I think this will be the final word on the Shallit issue. I've uploaded the court's rulings on a series of in limine motions, including the defendant's motion to exclude Shallit's testimony. This ruling came down on September 22nd, just before the trial began, and in it the judge refers to an agreement between the two sides that Shallit would not testify during the plaintiff's case, but would be reserved as a rebuttal witness if necessary:
As the parties agreed at the September 9, 2005 oral argument on Defendants' previously filed Motion for Summary Judgment that Plaintiffs will not present Dr. Shallit during Plaintiffs' case-in-chief and will instead reserve him as a rebuttal witness, if necessary, we will defer any further resolution of the issues presented in Defendants' Motion in Limine to Exclude the Testimony of Jeffrey Shallit, Ph.D. (doc. 154), until if and when they are reasserted by defense counsel at the time of trial.

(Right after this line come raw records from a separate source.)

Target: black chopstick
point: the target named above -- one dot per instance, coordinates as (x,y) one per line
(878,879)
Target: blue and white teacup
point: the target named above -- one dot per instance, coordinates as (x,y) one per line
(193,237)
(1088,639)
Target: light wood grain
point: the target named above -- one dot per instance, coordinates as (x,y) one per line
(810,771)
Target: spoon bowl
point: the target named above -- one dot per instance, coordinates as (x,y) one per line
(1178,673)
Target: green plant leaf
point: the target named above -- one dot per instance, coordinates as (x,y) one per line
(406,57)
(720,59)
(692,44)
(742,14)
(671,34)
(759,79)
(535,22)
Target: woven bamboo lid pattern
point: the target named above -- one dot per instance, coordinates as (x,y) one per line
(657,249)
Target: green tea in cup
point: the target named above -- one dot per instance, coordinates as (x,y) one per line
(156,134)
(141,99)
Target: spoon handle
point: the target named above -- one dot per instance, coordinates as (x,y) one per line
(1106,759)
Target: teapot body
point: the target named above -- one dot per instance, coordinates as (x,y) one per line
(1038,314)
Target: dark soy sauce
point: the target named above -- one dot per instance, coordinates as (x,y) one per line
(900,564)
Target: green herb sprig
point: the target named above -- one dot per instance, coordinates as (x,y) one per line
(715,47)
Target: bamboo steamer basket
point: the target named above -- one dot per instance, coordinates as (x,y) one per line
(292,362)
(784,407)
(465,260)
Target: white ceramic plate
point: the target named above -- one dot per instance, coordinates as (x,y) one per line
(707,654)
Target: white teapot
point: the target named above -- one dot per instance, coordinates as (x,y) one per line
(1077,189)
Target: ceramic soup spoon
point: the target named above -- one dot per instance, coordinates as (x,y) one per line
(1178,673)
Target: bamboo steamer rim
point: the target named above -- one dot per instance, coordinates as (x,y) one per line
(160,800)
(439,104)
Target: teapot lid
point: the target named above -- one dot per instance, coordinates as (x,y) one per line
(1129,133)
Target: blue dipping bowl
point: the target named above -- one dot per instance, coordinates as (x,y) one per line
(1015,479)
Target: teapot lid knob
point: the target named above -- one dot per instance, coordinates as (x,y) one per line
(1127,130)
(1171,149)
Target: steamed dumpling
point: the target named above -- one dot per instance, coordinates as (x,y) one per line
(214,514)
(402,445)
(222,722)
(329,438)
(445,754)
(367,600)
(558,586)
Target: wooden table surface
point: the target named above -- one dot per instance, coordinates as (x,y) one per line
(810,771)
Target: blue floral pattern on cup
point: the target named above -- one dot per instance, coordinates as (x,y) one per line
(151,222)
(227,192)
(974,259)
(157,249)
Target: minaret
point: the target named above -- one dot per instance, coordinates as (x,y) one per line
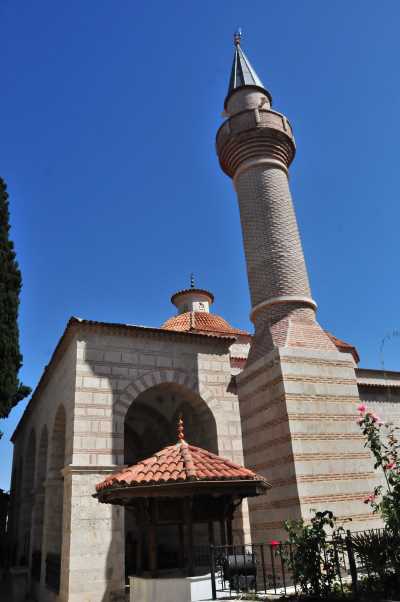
(297,392)
(255,147)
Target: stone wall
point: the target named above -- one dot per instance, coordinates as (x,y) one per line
(299,410)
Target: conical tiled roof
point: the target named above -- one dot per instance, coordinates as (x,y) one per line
(180,463)
(200,321)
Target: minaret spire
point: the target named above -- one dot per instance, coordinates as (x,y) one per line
(242,72)
(255,147)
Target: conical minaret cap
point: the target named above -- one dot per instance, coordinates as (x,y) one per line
(242,73)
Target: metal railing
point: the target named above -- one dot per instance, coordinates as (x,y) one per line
(36,565)
(347,564)
(53,571)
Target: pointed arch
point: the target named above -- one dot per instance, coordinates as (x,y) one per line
(28,484)
(53,528)
(39,506)
(152,379)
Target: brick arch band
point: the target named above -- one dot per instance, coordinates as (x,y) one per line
(160,377)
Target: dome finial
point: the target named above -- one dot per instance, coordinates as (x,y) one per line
(181,429)
(237,36)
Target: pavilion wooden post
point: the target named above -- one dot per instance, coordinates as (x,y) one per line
(222,531)
(189,525)
(229,530)
(211,537)
(152,535)
(181,546)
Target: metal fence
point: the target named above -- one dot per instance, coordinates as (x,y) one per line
(348,564)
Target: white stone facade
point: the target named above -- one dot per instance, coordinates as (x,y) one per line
(97,375)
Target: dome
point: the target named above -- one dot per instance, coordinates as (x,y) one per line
(200,321)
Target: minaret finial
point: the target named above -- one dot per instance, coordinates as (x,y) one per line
(181,430)
(237,36)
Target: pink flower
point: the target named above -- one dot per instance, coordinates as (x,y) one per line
(376,418)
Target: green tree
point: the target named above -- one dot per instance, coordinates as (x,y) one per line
(11,389)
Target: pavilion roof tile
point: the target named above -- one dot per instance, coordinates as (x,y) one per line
(179,463)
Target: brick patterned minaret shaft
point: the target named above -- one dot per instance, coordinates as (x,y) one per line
(297,393)
(255,146)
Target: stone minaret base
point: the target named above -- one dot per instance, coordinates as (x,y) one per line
(299,410)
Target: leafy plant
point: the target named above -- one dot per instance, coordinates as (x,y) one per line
(382,440)
(312,560)
(11,389)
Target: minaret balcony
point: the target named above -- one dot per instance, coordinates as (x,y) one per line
(254,134)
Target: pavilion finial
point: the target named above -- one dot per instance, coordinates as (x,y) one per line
(181,429)
(237,36)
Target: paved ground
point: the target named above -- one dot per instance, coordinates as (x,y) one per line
(6,592)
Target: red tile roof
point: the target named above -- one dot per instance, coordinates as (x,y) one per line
(202,322)
(344,347)
(180,463)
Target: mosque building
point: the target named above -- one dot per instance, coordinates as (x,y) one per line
(280,401)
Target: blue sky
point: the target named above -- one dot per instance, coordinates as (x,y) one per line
(108,117)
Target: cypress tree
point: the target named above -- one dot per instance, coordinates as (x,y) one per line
(11,389)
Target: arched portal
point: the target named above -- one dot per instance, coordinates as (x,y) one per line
(151,424)
(27,498)
(54,501)
(38,510)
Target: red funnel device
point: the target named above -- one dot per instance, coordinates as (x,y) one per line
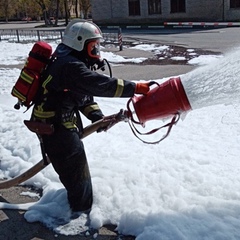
(168,99)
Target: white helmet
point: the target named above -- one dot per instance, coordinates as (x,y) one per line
(78,32)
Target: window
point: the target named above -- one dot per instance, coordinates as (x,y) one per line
(177,6)
(134,7)
(154,7)
(234,3)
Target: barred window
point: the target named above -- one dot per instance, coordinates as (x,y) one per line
(154,7)
(234,3)
(178,6)
(134,7)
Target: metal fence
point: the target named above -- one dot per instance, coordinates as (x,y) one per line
(22,35)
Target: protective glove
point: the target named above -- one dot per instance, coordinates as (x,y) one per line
(142,87)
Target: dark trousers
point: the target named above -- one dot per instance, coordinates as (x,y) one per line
(66,152)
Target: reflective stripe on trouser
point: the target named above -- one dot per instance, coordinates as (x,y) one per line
(66,152)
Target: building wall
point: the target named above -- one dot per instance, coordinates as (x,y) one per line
(116,12)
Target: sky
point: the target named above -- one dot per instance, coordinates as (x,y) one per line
(185,187)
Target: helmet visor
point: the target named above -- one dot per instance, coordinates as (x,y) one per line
(93,49)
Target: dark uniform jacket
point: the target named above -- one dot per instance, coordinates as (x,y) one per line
(69,86)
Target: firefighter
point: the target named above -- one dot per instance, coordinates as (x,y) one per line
(69,87)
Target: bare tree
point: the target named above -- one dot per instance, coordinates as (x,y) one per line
(44,4)
(6,9)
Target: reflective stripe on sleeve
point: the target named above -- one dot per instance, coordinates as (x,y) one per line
(119,90)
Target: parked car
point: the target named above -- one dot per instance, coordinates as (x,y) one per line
(27,19)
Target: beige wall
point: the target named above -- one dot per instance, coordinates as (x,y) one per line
(196,10)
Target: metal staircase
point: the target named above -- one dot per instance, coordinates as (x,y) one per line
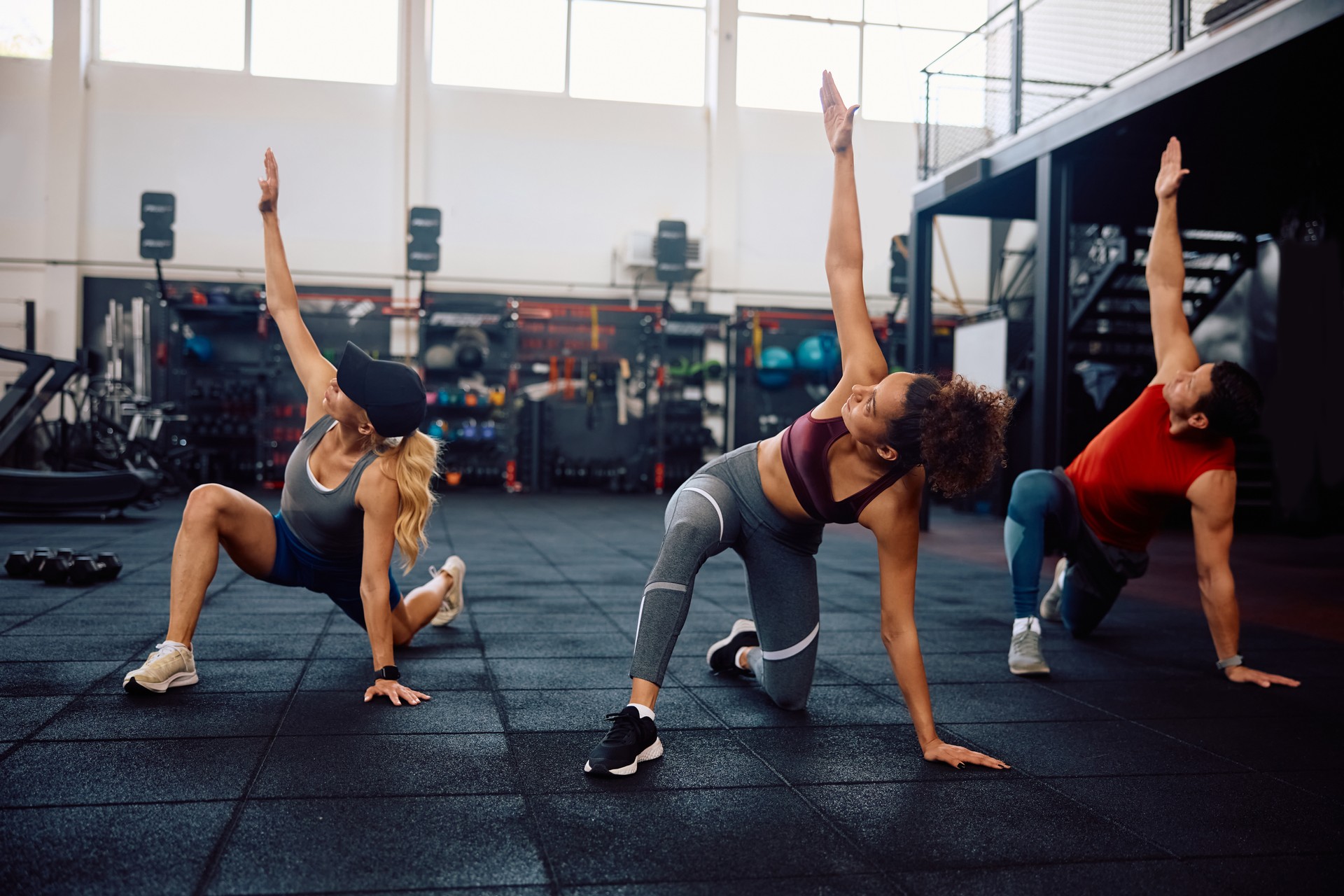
(1108,320)
(1109,328)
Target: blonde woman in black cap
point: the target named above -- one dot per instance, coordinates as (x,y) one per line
(356,485)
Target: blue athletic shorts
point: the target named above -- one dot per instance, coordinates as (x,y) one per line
(296,567)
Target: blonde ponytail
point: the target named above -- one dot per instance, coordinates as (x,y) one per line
(417,463)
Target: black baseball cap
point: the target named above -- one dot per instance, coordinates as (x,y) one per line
(391,394)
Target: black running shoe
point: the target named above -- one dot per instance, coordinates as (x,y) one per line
(631,741)
(723,654)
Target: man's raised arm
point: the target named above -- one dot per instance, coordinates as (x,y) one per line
(1167,274)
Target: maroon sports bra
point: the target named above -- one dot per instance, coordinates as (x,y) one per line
(806,449)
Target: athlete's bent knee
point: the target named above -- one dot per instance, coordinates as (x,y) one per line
(204,503)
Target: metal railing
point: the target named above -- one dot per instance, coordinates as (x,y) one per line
(1035,57)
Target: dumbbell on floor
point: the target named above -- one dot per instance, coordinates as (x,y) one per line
(55,568)
(23,564)
(88,568)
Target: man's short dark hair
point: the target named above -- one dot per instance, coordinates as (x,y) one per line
(1233,406)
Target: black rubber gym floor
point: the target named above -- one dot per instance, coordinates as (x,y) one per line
(1136,767)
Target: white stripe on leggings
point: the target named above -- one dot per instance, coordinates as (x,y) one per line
(707,498)
(666,586)
(796,649)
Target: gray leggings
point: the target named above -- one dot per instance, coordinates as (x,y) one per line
(718,508)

If the defense uses Dembski's expert report in their case, then the plaintiff's will call Shallit to rebut the validity of that report. The TMLC will no doubt then offer objections to that testimony and the judge has deferred a ruling on that until if and when it occurs. At this point, it does not look like this will come to pass at all. So we have now conclusively demonstrated that Dembski's assertion that Jeff Shallit was kept off the witness stand because his deposition was "an embarrassment" to our side is false.
Now, the true test: will Dembski admit that he was wrong and that he made that claim without bothering to check the facts? I'll place the odds of him doing so at well beyond the proposed "universal probability boundary" of 1 in 10^150. Unless of course I've somehow managed to shame him into doing so. But Dembski has never shown any sense of shame before, so why start now?